Muita gente insiste em crer que a cultura é uma virgem imaculada que nunca sofreu assédio e nunca se corrompeu.
Ela sofre interferências que não podem ser vistas necessariamente como "inocentes". Em muitos casos, a cultura é corrompida e deturpada ao sabor de interesses escusos envolvidos.
Quando se fala em Culturalismo conservador, muitos, levando ao pé da letra as escolhas temáticas do sociólogo Jessé Souza, acabam vendo uma "guerra cultural" sem cultura, restrita a aspectos relacionados à Economia, Educação e, principalmente, Política.
Há muitos tabus nos debates culturais.
Fala-se tanto em "combater o preconceito", mas aqueles que mais pregam esta postura são os primeiros a manifestar os piores e preocupantes preconceitos.
É tanto preconceito que eu criei o termo irônico "sociedade sem preconceitos, mas bastante preconceituosa".
É tanto e mais preconceito do que se pode imaginar, que um livro como Esses Intelectuais Pertinentes... é boicotado por muitos por que pensam ser um desperdício.

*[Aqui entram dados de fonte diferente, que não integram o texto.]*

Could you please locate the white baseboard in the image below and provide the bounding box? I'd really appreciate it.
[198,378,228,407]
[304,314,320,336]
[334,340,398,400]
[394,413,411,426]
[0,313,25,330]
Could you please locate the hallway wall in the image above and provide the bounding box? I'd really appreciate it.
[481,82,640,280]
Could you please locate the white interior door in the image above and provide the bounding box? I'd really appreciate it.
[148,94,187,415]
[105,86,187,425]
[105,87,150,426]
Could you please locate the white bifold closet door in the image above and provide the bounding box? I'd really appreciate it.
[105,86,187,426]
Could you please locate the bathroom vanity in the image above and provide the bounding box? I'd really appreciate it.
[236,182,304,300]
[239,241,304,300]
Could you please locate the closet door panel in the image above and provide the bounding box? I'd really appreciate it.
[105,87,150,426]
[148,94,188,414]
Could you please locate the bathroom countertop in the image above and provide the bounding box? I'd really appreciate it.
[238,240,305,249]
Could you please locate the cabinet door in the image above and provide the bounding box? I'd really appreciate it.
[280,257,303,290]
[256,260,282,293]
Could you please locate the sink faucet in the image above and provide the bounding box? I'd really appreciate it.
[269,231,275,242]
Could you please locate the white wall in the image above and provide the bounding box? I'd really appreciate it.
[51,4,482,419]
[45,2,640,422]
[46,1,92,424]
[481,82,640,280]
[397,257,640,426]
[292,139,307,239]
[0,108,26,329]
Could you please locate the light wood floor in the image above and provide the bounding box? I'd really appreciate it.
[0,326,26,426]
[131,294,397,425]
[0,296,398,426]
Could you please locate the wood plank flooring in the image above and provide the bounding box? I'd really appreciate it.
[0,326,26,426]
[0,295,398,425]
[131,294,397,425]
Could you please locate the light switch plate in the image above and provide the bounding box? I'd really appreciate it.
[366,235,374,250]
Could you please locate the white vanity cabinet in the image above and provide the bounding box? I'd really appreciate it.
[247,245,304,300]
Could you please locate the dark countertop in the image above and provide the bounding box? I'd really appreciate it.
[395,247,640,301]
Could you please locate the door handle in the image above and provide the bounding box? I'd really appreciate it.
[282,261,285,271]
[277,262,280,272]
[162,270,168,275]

Têm medo de gastar míseros R$ 50 e tantos, mais o frete, para adquirir o livro, mas com quantias superiores torram o dinheiro com livros mais supérfluos, de ficções medievais e auto-ajudas de quinta categoria.
Por que isso? Porque existe a ilusão de que tudo está às mil maravilhas, que o Brasil está culturalmente ótimo, só porque tem ofertas e espaços para tudo que é manifestação artístico-cultural.
O quadro de cultura não se mede por essas ofertas. Em tese, há espaço e manifestação para tudo, mas é sempre o pior que se destaca mais.
As vozes mais relevantes de certa forma são discriminadas, seja por falta de visibilidade, seja pelo boicote ou indiferença dados aos espaços de maior projeção.
O crítico competente mas complacente acha que o Brasil está "culturalmente saudável" por dois motivos.
Um é que ele está iludido com a esperança de que, havendo ofertas de qualquer expressão cultural - "basta ir procurar e, depois, achar" - , parece que o Sol cultural nasce para todos.
Claro que ele pode pensar assim, baseado no seu solipsismo. Se for lançado, por exemplo, um disco raríssimo de Nina Simone, o bom crítico tem condições de comprar.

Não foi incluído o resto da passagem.